Feature Augmented Memory with Global Attention Network for VideoQA

Feature Augmented Memory with Global Attention Network for VideoQA

Jiayin Cai, Chun Yuan, Cheng Shi, Lei Li, Yangyang Cheng, Ying Shan

Proceedings of the Twenty-Ninth International Joint Conference on Artificial Intelligence
Main track. Pages 998-1004. https://doi.org/10.24963/ijcai.2020/139

Recently, Recurrent Neural Network (RNN) based methods and Self-Attention (SA) based methods have achieved promising performance in Video Question Answering (VideoQA). Despite the success of these works, RNN-based methods tend to forget the global semantic contents due to the inherent drawbacks of the recurrent units themselves, while SA-based methods cannot precisely capture the dependencies of the local neighborhood, leading to insufficient modeling for temporal order.

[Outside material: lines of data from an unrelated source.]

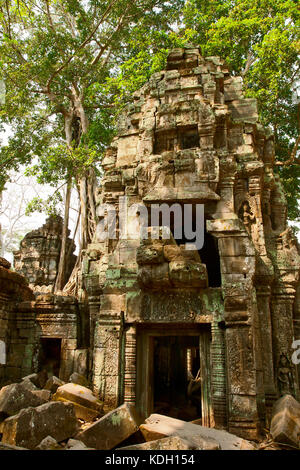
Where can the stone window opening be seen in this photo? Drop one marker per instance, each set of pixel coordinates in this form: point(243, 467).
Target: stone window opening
point(50, 356)
point(209, 253)
point(188, 137)
point(210, 256)
point(177, 393)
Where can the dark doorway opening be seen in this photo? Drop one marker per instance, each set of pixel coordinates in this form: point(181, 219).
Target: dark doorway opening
point(209, 255)
point(50, 353)
point(175, 368)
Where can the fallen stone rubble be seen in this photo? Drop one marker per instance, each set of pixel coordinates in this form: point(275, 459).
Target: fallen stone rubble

To tackle these problems, we propose a novel VideoQA framework which progressively refines the representations of videos and questions from fine to coarse grain in a sequence-sensitive manner. Specifically, our model improves the feature representations via the following two steps: (1) introducing two fine-grained feature-augmented memories to strengthen the information augmentation of video and text which can improve memory capacity by memorizing more relevant and targeted information. (2) appending the self-attention and co-attention module to the memory output thus the module is able to capture global interaction between high-level semantic informations. Experimental results show that our approach achieves state-of-the-art performance on VideoQA benchmark datasets.
Keywords:
Computer Vision: Video: Events, Activities and Surveillance
Computer Vision: Language and Vision
Machine Learning: Deep Learning